New data indicate that venous stent failure “may be predicted by low peak flow velocity and post-thrombotic changes in inflow veins” and that endovascular venous stenting for chronic outflow obstructions is an “efficacious and safe” treatment in selected patients.
These findings were recently published online ahead of print in the Journal of Vascular Surgery: Venous and Lymphatic Disorders (JVS-VL).
The authors of the study—Ulrike Hügel (Bern University Hospital, Bern, Switzerland) and colleagues—write that endovenous stent placement has become a first-line approach to prevent post-thrombotic syndrome in patients with chronic post-thrombotic obstruction (PTO) or non-thrombotic iliac vein lesions (NIVLs) if conservative management fails. “This study aims to identify factors associated with loss of patency to facilitate patient selection for endovenous stenting,” Hügel et al state.
The investigators retrospectively analysed 108 consecutive patients following successful endovenous stenting for chronic vein obstruction performed at a single institution from January 2008 to July 2020. They explain their methods in the JVS-VL paper: “Using multivariable logistic regression, we explored potential predictive factors for loss of stent patency, including baseline demographics, post-thrombotic changes as well as peak flow velocities measured in the common femoral vein (CFV), deep femoral vein (DFV) and femoral vein (FV) using duplex ultrasound.”
Hügel and colleagues detail that the mean follow-up duration was 41±26 months and that participants, 46.3% of whom were women, had a mean age of 47.4±15.4 years. They add that 90 (83.3%) patients had PTO and 18 (16.7%) had NIVLs. Loss of patency occurred in 20 (18.5%) patients who were all treated for PTO, the authors communicate, noting also that comorbidities, side of intervention and sex did not differ between patients with occluded and patent stents.
“Stent occlusion was more common with increasing number of stents implanted (p<0.001) and with distal stent extension into and beyond the CFV (p<0.001),” Hügel et al report in JVS-VL.
The authors also reveal that lower duplex ultrasound peak velocity in the CFV (odds ratio [OR] 7.52; 95% confidence interval [CI] 2.54–22.28; p<0.001) and FV (OR 10.75; 95% CI 2.07–55.82; p<0.005) was a preinterventional predictive factor for stent occlusion. Post-thrombotic changes in the DFV (OR 4.51; 95% CI 1.53–13.25; p=0.006) and FV (OR 3.62; 95% CI 1.11–11.84; p=0.033), they add, was another predictive factor. Finally, the authors state that peak velocities of ≤7cm/s (interquartile range 0–20) in the CVF and ≤8cm/s (IQR 5–10) in the FV were “significantly associated with loss of patency”.

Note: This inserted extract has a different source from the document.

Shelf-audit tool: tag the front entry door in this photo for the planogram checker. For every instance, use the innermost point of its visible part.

In the discussion of their findings, Hügel and colleagues claim that their study is the first to systematically explore predictors of venous stent occlusion that can be incorporated into the decision-making process prior to an intervention. They also acknowledge “several” limitations to their study, noting, for example, that the sample size was “moderate” and that the retrospective, single-centre design and midterm follow-up duration limit the generalisability of the results.
“Insufficient venous inflow as assessed by low peak velocities in the CFV and FV as well as post-thrombotic findings represent reliable risk predictors for stent occlusion, warranting their inclusion into the decision-making process for invasive treatment of PTO,” the authors conclude.